La ciudad de Minneapolis se encuentra nuevamente bajo la mirada del escrutinio público a raíz de la reciente dimisión de Brian O’Hara, quien ocupaba el cargo de jefe de la Policía. Este acontecimiento ha generado un debate sobre la ética y la confianza en las instituciones policiales, especialmente en un momento en que la ciudad sigue lidiando con las repercusiones del asesinato de George Floyd y las exigencias de una mayor transparencia en el accionar policial.

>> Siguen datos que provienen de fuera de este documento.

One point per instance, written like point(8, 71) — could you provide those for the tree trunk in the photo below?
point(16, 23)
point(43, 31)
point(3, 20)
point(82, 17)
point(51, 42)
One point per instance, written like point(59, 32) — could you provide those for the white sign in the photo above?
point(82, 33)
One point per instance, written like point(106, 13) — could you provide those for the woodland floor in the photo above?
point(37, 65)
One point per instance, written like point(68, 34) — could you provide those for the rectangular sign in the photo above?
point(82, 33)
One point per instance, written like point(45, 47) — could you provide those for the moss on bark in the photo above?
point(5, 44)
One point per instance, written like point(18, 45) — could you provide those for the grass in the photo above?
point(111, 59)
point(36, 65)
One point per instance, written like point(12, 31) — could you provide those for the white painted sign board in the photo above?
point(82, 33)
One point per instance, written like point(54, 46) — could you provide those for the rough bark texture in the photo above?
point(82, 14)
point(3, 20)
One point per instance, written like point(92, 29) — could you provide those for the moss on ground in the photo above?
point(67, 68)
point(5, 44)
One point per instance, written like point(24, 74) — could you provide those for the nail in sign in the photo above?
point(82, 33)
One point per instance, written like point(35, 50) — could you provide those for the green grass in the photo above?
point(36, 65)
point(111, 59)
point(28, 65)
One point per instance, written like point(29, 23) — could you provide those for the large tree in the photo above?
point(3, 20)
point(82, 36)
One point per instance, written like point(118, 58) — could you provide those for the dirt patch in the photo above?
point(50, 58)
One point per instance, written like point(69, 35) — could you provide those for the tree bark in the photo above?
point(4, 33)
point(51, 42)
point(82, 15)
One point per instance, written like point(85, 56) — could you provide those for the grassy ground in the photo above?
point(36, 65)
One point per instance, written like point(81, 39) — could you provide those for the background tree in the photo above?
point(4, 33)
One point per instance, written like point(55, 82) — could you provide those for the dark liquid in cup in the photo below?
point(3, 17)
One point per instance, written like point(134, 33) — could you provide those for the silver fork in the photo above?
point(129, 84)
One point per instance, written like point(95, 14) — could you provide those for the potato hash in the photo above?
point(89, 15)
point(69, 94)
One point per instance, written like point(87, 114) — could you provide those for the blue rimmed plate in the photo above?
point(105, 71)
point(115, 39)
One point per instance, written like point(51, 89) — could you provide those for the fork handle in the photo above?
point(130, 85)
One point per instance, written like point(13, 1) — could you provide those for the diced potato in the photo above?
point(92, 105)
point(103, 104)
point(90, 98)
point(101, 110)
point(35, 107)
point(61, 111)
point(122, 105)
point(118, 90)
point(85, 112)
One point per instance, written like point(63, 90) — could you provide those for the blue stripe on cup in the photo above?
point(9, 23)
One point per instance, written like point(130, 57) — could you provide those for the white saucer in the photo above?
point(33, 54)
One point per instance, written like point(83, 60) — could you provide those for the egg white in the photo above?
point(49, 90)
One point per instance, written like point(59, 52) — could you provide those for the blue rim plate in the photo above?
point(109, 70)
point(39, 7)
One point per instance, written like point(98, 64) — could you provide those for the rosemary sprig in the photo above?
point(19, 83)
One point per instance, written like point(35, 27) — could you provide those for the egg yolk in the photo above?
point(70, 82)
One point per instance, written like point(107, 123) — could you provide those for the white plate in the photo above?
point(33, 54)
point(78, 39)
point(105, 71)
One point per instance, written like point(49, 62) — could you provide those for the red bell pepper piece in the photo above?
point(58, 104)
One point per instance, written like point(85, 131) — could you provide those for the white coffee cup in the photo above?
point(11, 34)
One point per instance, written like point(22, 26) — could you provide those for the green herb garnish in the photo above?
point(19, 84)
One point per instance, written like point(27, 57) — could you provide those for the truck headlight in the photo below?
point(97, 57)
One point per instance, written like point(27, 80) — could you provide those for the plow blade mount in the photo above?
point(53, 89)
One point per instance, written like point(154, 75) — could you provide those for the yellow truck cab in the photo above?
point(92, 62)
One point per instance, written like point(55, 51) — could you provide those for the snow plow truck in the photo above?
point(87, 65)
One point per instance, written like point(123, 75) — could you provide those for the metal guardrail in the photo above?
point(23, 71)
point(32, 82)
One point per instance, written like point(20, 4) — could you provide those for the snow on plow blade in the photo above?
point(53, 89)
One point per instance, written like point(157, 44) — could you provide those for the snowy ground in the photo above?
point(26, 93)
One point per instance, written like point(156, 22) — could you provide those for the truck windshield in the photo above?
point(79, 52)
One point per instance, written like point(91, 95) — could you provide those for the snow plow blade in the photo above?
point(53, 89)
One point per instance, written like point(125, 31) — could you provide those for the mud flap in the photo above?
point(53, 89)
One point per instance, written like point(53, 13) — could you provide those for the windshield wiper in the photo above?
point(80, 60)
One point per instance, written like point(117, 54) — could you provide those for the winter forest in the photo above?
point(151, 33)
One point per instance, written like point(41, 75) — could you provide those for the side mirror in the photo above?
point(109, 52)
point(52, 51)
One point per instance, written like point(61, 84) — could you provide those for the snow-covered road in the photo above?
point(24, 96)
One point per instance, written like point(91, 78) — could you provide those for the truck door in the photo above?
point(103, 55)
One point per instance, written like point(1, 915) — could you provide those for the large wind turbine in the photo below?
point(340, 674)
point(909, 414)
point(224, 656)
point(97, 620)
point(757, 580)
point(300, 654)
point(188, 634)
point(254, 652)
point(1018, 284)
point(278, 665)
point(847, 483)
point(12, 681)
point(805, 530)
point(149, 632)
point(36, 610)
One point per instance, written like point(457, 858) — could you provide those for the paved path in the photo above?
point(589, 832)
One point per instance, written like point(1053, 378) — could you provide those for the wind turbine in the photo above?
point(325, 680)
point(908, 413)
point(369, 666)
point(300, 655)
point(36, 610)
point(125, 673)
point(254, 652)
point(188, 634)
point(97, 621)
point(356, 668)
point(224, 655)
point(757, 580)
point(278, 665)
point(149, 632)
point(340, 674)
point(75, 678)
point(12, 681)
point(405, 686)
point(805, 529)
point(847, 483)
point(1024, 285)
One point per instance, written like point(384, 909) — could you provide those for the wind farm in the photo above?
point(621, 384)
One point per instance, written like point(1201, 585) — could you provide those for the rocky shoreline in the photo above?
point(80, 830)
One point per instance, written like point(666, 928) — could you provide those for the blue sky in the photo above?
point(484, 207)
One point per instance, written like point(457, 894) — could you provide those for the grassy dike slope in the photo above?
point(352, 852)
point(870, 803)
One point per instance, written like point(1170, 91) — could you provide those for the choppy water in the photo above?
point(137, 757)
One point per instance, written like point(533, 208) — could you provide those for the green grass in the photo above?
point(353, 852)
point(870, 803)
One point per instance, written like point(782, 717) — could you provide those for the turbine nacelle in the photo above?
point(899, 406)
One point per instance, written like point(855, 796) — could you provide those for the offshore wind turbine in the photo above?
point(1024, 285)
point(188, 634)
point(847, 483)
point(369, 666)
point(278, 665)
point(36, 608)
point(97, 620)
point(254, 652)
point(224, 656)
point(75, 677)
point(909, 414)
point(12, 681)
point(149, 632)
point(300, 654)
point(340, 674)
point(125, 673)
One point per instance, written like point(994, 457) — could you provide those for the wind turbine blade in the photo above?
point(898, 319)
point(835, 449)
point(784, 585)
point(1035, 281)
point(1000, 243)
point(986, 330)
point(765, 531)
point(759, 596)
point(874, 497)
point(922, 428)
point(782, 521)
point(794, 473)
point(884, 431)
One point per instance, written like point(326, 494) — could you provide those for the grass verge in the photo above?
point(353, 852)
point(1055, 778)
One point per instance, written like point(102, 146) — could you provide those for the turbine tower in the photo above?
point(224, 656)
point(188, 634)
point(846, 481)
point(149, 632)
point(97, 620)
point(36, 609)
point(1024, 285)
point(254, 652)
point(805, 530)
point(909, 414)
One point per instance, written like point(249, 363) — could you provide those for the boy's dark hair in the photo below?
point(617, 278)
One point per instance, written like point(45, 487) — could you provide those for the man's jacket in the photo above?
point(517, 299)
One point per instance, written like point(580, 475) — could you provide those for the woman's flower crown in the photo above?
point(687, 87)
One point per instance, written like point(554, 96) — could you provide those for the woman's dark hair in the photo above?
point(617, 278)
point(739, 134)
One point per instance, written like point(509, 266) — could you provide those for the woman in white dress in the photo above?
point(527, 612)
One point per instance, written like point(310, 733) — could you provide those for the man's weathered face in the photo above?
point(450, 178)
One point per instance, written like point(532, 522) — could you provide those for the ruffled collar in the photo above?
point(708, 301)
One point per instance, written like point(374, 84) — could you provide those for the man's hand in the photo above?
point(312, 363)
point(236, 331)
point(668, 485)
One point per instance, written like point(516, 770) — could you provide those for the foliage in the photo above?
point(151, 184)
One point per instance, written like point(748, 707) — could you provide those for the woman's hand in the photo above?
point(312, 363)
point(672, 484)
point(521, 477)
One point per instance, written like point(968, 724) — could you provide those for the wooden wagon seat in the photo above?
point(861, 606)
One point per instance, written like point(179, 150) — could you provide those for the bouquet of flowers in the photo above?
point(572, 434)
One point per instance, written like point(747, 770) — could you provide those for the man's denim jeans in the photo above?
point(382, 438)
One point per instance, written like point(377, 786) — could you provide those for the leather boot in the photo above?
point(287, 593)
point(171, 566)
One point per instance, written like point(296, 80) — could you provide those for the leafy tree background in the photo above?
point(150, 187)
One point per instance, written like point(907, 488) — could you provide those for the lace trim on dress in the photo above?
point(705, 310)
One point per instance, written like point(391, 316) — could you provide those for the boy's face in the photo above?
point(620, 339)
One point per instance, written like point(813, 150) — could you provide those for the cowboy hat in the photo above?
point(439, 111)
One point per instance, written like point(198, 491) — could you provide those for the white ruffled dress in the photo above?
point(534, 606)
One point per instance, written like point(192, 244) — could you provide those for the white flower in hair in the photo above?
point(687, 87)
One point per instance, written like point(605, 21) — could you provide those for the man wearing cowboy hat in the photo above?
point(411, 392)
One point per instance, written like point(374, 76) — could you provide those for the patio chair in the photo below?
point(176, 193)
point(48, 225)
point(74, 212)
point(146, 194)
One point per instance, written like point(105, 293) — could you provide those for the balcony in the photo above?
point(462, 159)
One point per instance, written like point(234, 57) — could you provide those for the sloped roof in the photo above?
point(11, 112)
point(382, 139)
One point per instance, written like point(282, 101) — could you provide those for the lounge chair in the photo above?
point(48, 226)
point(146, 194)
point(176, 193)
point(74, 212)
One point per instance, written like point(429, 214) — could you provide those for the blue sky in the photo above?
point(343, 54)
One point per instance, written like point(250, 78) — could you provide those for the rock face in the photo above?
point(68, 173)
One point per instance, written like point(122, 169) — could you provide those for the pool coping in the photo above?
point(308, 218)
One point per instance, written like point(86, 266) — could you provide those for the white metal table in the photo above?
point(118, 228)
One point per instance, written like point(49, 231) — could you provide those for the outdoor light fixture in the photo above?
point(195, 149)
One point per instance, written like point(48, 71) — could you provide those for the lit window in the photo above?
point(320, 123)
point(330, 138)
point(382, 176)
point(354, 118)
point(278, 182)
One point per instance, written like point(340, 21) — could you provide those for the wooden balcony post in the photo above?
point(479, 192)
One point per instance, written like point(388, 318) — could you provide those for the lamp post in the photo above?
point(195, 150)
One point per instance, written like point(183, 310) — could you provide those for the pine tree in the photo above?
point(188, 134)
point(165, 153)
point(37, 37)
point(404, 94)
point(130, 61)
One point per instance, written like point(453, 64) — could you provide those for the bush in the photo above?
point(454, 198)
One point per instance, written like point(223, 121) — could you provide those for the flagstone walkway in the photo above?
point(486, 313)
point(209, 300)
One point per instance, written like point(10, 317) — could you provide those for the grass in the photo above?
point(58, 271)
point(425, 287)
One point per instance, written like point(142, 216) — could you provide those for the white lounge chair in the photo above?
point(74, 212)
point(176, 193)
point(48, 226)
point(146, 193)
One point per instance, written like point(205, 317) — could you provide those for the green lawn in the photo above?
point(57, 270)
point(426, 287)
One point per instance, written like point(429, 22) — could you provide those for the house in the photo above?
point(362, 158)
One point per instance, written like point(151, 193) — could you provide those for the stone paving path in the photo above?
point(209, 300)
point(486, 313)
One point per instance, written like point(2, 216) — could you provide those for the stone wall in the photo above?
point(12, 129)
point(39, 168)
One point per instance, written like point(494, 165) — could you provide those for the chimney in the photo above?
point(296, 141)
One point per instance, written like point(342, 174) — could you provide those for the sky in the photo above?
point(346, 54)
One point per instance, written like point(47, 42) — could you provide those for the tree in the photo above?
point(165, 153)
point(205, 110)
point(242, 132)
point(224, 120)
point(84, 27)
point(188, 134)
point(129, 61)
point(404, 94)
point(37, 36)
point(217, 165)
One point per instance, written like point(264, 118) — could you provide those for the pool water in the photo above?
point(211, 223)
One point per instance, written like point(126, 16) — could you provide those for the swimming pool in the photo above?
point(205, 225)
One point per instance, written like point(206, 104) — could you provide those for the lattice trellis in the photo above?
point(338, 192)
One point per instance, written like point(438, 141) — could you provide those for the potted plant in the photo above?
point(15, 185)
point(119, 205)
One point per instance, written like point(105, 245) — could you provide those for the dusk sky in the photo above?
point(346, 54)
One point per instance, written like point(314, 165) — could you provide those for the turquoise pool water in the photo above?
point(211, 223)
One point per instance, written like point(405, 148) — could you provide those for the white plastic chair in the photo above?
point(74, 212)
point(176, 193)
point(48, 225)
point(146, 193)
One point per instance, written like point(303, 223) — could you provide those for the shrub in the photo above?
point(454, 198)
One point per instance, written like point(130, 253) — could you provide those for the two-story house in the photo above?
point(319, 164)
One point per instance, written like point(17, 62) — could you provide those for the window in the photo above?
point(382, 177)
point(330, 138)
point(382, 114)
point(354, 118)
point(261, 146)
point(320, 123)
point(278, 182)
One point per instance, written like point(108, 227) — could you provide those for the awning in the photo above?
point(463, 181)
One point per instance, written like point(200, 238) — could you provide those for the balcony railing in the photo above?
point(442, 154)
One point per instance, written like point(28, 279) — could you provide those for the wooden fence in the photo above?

La renuncia de O’Hara se produjo tras la conclusión de una investigación que reveló su interferencia en un expediente relacionado con acusaciones de conducta sexual inapropiada en su contra. El alcalde Jacob Frey tomó la decisión de desvincular a O’Hara de su puesto, considerándolo incompatible con el liderazgo que se espera de un jefe policial. Este episodio ha reavivado la discusión sobre la responsabilidad de los funcionarios públicos en el manejo de situaciones delicadas que involucran su propia conducta.

El conflicto se inició el año pasado con una denuncia anónima presentada ante la oficina del alcalde, donde se acusaba a O’Hara de mantener relaciones sexuales con empleadas de la municipalidad. Aunque una primera investigación descartó la veracidad de estas acusaciones, una segunda pesquisa puso en tela de juicio el comportamiento del jefe policial durante el proceso de investigación. La situación se tornó más complicada cuando se descubrió que O’Hara había borrado un contacto de su teléfono oficial y había discutido el caso con un empleado de la ciudad, a pesar de haber recibido instrucciones explícitas de no hacerlo.

El alcalde Frey, en una conferencia de prensa, enfatizó que la confianza es fundamental en la relación entre el jefe de la Policía y la comunidad. Su declaración refleja la gravedad de la situación y la necesidad de mantener altos estándares éticos en la administración pública. El quiebre en la confianza que se produjo debido a las acciones de O’Hara llevó a que se le notificara sobre posibles sanciones disciplinarias, que incluían la posibilidad de un despido, lo que finalmente lo llevó a presentar su renuncia.

La investigación interna reveló que O’Hara había eliminado un contacto de su dispositivo institucional entre el 1 y el 7 de mayo de 2025, un acto que no tuvo una explicación técnica válida. Además, se constató que no solo había compartido información sobre la investigación en curso, sino que había violado las instrucciones dadas por sus superiores, lo que agravó aún más su situación. De acuerdo con declaraciones de la administración municipal, aunque esta interferencia no alteró el resultado de la investigación inicial sobre las acusaciones de conducta sexual, sí comprometió la integridad del proceso y la credibilidad de la institución policial.

Hasta la fecha de su renuncia, se registraban 17 denuncias adicionales en contra de O’Hara, que se mantenían bajo reserva. La vocera del alcalde, Jennifer Lor, informó que estas quejas eran independientes de la investigación que condujo a la dimisión del jefe policial. La existencia de estas denuncias adicionales sugiere que la situación de O’Hara podría haber sido más complicada de lo que se había presentado inicialmente, y plantea interrogantes sobre la cultura institucional dentro del Departamento de Policía de Minneapolis.

En la carta de reprimenda enviada por el alcalde, se establece que, a pesar de que las acusaciones originales no fueron sustentadas, la interferencia de O’Hara con la investigación comprometió su integridad y constituyó una violación grave de la confianza pública. El comisionado de la Oficina de Seguridad Comunitaria de Minneapolis, Todd Barnette, reconoció públicamente los aportes de O’Hara durante su gestión, pero también destacó la importancia de mantener estándares éticos en el liderazgo policial, especialmente en un contexto de creciente exigencia social por una policía más transparente y responsable.